In this case, there is no mask or boundary effect correction, ipoker just bins the squared modulus of the Fourier transform of the map. - To correct for boundary effects, give a value to nx_large
and ny_large larger than the map x and y sizes, e. g. if the map is
100x100 pixels:
ipoker, map, pixel_resolution_in_arcmin, k, pk, nx_large=128, ny_large=128 - To account for a mask:
ipoker, map, pixel_resolution_in_arcmin, k, pk, nx_large=128, ny_large=128, mask=mask - The binning width can be adjusted in the command line:
ipoker, map, pixel_resolution_in_arcmin, k, pk, nx_large=128, ny_large=128, mask=mask, delta_l_over_l=0.2, dk_min=100 - Quantities such as the mode mixing matrix and the binning parameters may
be common to different maps and do not need to be recomputed. They are output
by ipoker.pro when it is called the first time, in the
structure out_arrays, together with the relevant parameters in another
structure out_params. These can then be passed as input to the next
calls of ipoker:
- First call: ipoker, map, pixel_resolution_in_arcmin, k, pk, nx_large=128, ny_large=128, mask=mask, out_arrays=arrays, out_params=params - Next calls: ipoker, new_map, k, pk_new_map, in_arrays=arrays, in_params=params - The calling sequences are the same for the estimation of the cross-power
spectrum of two maps. Just pass the second map as an additional keyword:
ipoker, map, k, pk_new_map, map1=the_other_map - map and map1 may have been observed with different point spread functions (e.g. in Planck-HFI when the maps were those of two different bands). These beams can be passed to ipoker via the keywords a_beam and b_beam. See IDL/check_ipoker.pro for more details and a worked example.

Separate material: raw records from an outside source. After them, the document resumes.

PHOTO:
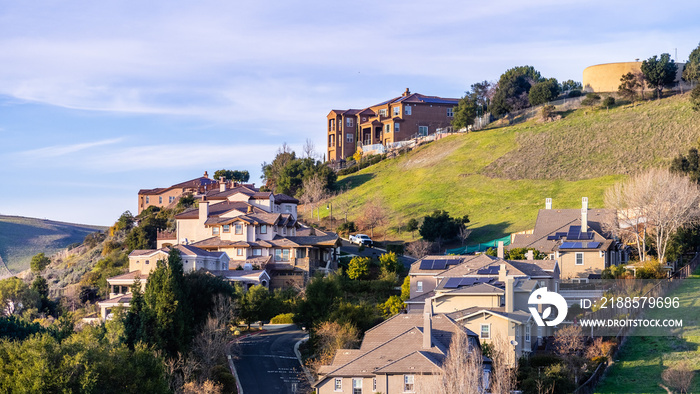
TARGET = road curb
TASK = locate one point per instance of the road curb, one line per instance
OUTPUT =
(298, 354)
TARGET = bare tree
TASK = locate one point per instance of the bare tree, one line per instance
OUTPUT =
(314, 192)
(679, 376)
(373, 216)
(419, 249)
(657, 201)
(464, 233)
(309, 148)
(462, 370)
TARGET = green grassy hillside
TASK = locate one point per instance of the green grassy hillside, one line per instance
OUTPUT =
(21, 238)
(501, 177)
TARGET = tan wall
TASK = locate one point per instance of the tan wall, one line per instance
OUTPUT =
(454, 303)
(593, 263)
(606, 77)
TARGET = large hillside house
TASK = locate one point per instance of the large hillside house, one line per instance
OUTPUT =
(259, 228)
(142, 262)
(487, 295)
(169, 196)
(398, 119)
(577, 239)
(401, 355)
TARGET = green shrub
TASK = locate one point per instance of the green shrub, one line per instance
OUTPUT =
(284, 318)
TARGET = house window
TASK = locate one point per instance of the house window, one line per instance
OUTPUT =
(338, 384)
(527, 333)
(408, 381)
(423, 130)
(356, 385)
(485, 331)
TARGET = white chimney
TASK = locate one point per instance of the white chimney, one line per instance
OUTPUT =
(428, 324)
(584, 215)
(510, 282)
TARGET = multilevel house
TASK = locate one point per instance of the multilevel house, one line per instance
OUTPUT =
(142, 262)
(399, 119)
(169, 196)
(576, 238)
(258, 228)
(488, 295)
(401, 355)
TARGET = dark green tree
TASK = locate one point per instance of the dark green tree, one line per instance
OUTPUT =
(39, 262)
(628, 86)
(440, 226)
(691, 70)
(465, 112)
(659, 72)
(232, 175)
(543, 92)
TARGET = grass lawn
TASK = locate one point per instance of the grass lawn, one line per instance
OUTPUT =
(643, 359)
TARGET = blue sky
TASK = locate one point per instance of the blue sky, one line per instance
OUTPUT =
(101, 99)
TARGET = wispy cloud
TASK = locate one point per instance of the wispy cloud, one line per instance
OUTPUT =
(50, 152)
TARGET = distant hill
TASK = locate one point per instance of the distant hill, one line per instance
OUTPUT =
(501, 177)
(21, 238)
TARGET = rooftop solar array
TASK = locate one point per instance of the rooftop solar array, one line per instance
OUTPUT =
(579, 245)
(453, 283)
(438, 264)
(575, 234)
(492, 270)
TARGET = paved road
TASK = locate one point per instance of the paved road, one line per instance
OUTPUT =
(266, 362)
(349, 248)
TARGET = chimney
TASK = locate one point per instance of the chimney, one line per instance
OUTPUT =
(428, 324)
(584, 215)
(510, 282)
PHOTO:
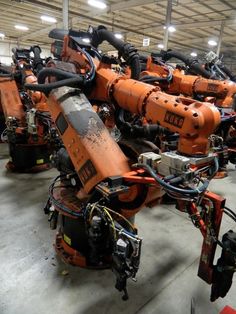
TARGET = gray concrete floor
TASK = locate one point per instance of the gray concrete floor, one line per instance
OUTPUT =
(31, 280)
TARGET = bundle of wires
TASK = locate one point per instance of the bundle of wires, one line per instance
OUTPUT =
(57, 203)
(177, 192)
(153, 78)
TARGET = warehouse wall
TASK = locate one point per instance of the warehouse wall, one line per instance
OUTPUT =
(6, 51)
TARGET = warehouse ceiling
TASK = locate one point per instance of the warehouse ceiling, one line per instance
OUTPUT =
(196, 22)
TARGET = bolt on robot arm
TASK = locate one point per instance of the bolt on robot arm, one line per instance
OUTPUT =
(100, 193)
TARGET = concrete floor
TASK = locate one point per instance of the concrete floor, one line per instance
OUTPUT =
(31, 280)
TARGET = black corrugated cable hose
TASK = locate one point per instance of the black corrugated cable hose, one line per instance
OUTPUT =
(193, 65)
(126, 50)
(65, 79)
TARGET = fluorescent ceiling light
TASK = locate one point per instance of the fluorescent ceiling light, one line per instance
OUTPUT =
(212, 42)
(86, 40)
(49, 19)
(119, 36)
(22, 27)
(97, 4)
(171, 29)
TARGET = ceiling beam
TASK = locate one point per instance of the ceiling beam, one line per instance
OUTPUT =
(124, 5)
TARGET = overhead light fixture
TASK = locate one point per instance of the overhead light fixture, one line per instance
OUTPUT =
(97, 4)
(48, 19)
(21, 27)
(171, 29)
(212, 42)
(86, 40)
(118, 35)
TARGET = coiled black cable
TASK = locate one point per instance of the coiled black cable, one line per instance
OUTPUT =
(171, 188)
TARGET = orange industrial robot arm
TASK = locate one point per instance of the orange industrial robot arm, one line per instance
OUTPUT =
(189, 85)
(193, 120)
(104, 191)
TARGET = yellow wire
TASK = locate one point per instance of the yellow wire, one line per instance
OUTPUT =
(125, 219)
(107, 213)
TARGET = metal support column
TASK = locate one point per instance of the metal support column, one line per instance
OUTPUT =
(167, 23)
(220, 38)
(65, 14)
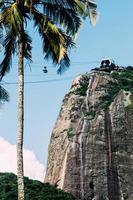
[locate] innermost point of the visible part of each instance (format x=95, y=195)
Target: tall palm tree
x=57, y=22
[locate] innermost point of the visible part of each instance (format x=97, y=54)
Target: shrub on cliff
x=34, y=190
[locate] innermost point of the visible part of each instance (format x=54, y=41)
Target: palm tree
x=4, y=96
x=57, y=22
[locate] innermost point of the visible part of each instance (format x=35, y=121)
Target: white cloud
x=32, y=167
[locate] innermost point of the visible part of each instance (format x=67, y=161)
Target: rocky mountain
x=91, y=148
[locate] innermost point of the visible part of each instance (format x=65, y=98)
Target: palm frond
x=9, y=45
x=55, y=41
x=87, y=9
x=63, y=16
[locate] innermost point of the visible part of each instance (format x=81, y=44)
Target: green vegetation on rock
x=90, y=115
x=34, y=190
x=70, y=133
x=124, y=82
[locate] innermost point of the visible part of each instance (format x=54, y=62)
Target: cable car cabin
x=45, y=70
x=107, y=65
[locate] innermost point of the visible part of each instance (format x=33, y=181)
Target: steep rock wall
x=91, y=147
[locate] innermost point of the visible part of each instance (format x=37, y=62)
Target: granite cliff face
x=91, y=148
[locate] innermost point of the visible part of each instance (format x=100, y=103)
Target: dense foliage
x=34, y=190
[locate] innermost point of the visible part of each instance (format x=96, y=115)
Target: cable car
x=45, y=70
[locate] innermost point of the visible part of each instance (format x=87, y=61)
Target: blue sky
x=112, y=37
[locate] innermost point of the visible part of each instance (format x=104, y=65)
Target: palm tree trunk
x=20, y=170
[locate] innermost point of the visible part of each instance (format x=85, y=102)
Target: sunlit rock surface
x=91, y=148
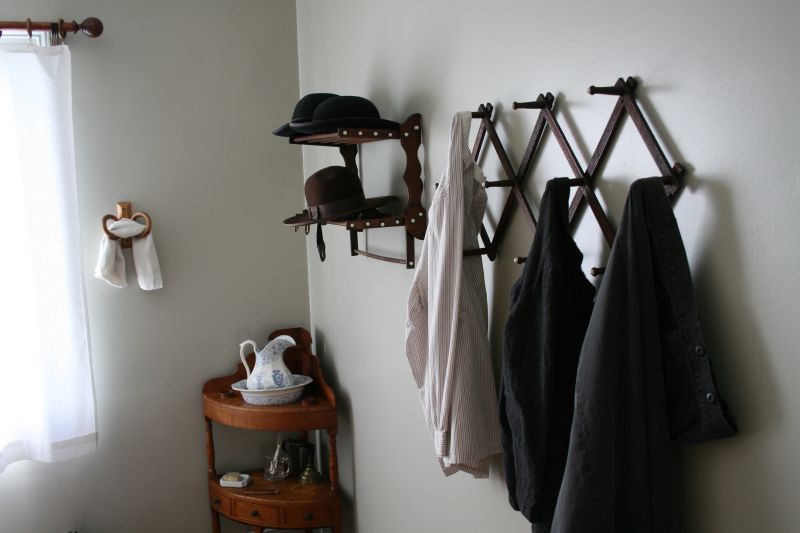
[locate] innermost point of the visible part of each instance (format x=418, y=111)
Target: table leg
x=212, y=472
x=333, y=467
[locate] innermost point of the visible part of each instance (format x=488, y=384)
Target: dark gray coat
x=550, y=308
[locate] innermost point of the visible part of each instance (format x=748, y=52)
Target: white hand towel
x=111, y=263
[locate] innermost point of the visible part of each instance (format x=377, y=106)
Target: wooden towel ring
x=124, y=211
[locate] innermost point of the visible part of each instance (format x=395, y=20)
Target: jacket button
x=699, y=351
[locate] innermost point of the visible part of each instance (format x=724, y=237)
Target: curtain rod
x=91, y=27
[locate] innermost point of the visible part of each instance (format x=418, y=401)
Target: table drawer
x=308, y=517
x=252, y=512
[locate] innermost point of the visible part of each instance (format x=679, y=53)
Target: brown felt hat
x=331, y=193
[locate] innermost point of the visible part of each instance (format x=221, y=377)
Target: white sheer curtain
x=46, y=391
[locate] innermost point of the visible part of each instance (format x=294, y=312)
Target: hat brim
x=304, y=218
x=326, y=126
x=284, y=131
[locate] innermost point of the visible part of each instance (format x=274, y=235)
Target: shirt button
x=699, y=351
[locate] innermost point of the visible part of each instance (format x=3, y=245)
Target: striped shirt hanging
x=447, y=321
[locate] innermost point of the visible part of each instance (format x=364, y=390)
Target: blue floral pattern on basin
x=273, y=395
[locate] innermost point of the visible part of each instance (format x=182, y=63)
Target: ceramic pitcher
x=269, y=371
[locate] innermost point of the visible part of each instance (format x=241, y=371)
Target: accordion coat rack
x=583, y=179
x=414, y=219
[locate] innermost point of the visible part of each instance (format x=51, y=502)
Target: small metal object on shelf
x=310, y=475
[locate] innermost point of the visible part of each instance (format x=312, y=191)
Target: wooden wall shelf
x=414, y=217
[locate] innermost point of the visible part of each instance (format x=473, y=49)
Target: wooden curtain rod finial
x=91, y=27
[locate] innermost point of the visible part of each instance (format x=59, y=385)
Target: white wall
x=173, y=105
x=720, y=86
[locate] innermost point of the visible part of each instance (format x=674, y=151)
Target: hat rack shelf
x=414, y=216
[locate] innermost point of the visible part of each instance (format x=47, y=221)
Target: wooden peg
x=124, y=211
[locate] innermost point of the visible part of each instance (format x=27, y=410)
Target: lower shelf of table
x=286, y=503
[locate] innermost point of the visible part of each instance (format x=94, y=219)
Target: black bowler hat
x=343, y=112
x=303, y=111
x=334, y=192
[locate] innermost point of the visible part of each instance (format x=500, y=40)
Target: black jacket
x=550, y=308
x=644, y=378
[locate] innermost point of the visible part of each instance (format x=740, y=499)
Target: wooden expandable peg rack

IMPORTANT NOTE: POKER computes binned quantities pk for a bin refered to as k. The user must be careful when it comes to comparison with theoretical models and parameter estimation. Indeed, Eq. (14) of the paper is an equality only in the case case of a known power law. Depending on how the "continuous" spectrum varies accross the bin, the binned value will be more or less close to the average value in the bin or to the center value of the bin. There is no way to avoid this. In the (rather common) case of a power law, the continuous value at the center of the bin equals pk/kbeta, which is why ipoker.pro outputs this for convenience. But the user should keep in mind (and therefore check on simulations) that this is only an approximation and that the only exact quantity is the binned pb_out output by ipoker.pro.